En 2012, 6 324 personnes ont quitté la Grèce grâce au programme de rapatriement alors que 800 personnes sont retournées chez elles avec une aide financière fournie par la Norvège. Ce sont principalement des personnes originaires d’Afghanistan, du Pakistan, du Bangladesh et d’Irak. Parmi elles, 360 suivent un programme d’aide à l’ouverture de commerces afin de pouvoir rester dans leur pays.

Italie

Les migrants partent vers le Nord de l’Europe

En Italie aussi, des milliers d’immigrés qui ont perdu leur emploi suite à la crise économique quittent le pays.
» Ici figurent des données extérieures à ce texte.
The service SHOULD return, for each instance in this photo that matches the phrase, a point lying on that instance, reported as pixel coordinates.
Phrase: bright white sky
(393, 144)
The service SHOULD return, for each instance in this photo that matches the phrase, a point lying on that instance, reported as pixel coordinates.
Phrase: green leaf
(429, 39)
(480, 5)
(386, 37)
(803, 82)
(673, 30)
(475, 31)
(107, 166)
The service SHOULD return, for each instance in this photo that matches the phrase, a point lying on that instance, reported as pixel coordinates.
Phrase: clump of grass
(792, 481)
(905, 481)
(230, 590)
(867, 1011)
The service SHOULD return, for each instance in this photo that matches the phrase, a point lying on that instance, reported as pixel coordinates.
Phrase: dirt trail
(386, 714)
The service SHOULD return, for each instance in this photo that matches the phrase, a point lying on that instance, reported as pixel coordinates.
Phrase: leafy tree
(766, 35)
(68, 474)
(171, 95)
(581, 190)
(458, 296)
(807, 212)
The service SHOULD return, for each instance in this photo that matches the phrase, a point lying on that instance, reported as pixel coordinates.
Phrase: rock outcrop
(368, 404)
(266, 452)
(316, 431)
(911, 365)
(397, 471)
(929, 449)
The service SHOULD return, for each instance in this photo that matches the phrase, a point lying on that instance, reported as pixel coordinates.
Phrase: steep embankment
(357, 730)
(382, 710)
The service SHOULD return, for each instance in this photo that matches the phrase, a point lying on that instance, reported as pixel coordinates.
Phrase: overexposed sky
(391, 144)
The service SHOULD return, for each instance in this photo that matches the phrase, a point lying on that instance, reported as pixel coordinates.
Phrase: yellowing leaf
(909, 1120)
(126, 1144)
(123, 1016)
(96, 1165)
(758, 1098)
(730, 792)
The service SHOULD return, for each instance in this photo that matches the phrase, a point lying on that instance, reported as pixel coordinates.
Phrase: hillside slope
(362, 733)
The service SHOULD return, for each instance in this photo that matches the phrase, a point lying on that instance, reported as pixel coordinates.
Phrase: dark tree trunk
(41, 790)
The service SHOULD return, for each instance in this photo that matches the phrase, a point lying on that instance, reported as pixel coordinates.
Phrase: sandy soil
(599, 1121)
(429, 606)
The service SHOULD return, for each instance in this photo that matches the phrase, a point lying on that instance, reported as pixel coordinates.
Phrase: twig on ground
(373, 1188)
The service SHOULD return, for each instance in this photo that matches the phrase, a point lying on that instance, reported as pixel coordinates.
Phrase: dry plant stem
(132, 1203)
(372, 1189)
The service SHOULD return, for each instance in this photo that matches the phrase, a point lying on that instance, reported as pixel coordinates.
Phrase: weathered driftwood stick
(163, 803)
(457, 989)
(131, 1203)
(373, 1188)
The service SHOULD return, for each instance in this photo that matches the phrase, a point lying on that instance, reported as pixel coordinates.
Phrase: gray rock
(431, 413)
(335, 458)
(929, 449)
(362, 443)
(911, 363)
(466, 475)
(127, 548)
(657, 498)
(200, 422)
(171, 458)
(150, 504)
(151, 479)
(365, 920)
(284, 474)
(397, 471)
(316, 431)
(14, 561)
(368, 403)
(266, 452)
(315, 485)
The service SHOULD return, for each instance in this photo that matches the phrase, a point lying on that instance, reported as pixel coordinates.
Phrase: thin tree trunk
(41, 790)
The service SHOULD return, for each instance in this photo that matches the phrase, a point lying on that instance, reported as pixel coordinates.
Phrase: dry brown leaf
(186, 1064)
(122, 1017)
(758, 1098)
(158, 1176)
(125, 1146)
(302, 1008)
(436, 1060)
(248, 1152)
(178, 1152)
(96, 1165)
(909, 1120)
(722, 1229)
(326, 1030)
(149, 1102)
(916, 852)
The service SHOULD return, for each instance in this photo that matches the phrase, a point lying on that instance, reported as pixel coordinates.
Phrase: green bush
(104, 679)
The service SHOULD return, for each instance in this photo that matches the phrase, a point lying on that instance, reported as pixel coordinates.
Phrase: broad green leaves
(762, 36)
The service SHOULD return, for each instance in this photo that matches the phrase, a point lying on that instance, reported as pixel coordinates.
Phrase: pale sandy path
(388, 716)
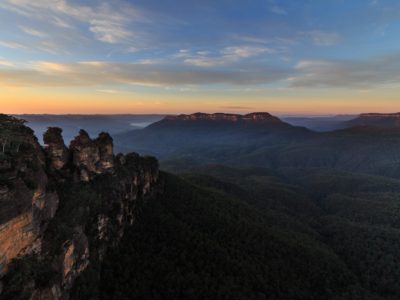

Certains rentrent chez eux, mais la plupart, souhaitant rester en Europe, prennent le chemin des pays du Nord, comme le raconte La Repubblica, dans un reportage à Trévise. “Ce sont des ouvriers, mais aussi des entrepreneurs, qui avaient contracté des emprunts pour payer leur logement et avec un projet précis”, explique à La Repubblica :

rester en Italie pour toujours et retourner au Maroc ou au Bangladesh uniquement pour les vacances. Pour rendre visite à leur famille et montrer à tous que leur entreprise avait réussi. […] "Nombreux sont ceux qui ont perdu leur travail dans les usines ou qui ont fermé leur PME, qui rentrent chez eux avant d’avoir épuisé l’épargne d’une vie entière ou qui cherchent un avenir à l’étranger”, explique un médiateur culturel marocain. En France, en Allemagne, aux Pays-Bas et en Belgique, il y a encore une forte protection sociale. Il y a des aides sérieuses pour trouver un logement et un emploi. Selon un bénévole, “le pire, ce sont les enfants et les jeunes, qui doivent quitter l’école pour rejoindre le pays de leurs parents qu’il n’ont jamais vu”.